A remarkable end to the British Grand Prix with the winner, Emerson Fittipaldi, in the pits when the red flag came out and the next four drivers extracting themselves from crashed cars around Silverstone. A sudden downpour on the 55th lap turned the track into an ice rink and within a lap many of those still running were in catch fences. Only six of the 26 starters were still functioning at the premature end. Fittipaldi, who had pitted to change tyres, was pronounced the winner, and fortunately there were no serious injuries. The record crowd of 77,000 - it would have been more but for gridlock for miles around - went home bemused. A varied field had been given even more spice when days before the race Jacky Ickx left Lotus by mutual consent, exasperated at waiting for a long-promised new car. Colin Chapman still entered three cars, as did March, but Frank Williams had only one entry because he had run out of engines.
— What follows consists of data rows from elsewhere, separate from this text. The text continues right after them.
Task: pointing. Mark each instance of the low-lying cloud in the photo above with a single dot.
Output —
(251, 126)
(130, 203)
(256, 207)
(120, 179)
An epic battle between Jackie Stewart and Jochen Rindt was the highlight of the British Grand Prix was settled when Rindt was forced to pit twice for running repairs, allowing Stewart to cruise home by more than a lap. His achievement was notable because the day before he had crashed at Woodcote and had to commandeer Jean-Pierre Beltoise's car.
Peter Collins' win at Silverstone came against the backdrop of unrest inside Ferrari. Two weeks earlier the irascible Enzo Ferrari had demoted Collins to the No. 2 team but had been forced to backtrack when Mike Hawthorn stood up for his team-mate. Collins started brilliantly, moving into the lead from sixth on the grid within a lap, and when Stirling Moss' Vanwall blew its engine the competition was as good as seen off.
Alberto Ascari dominated 1952 and 1953 and unsurprisingly he did exactly that at the British Grand Prix. The Ferrari's of Ascari and Giuseppe Farina dominated for much of the race, although Farina finished sixth after spark-plug issues.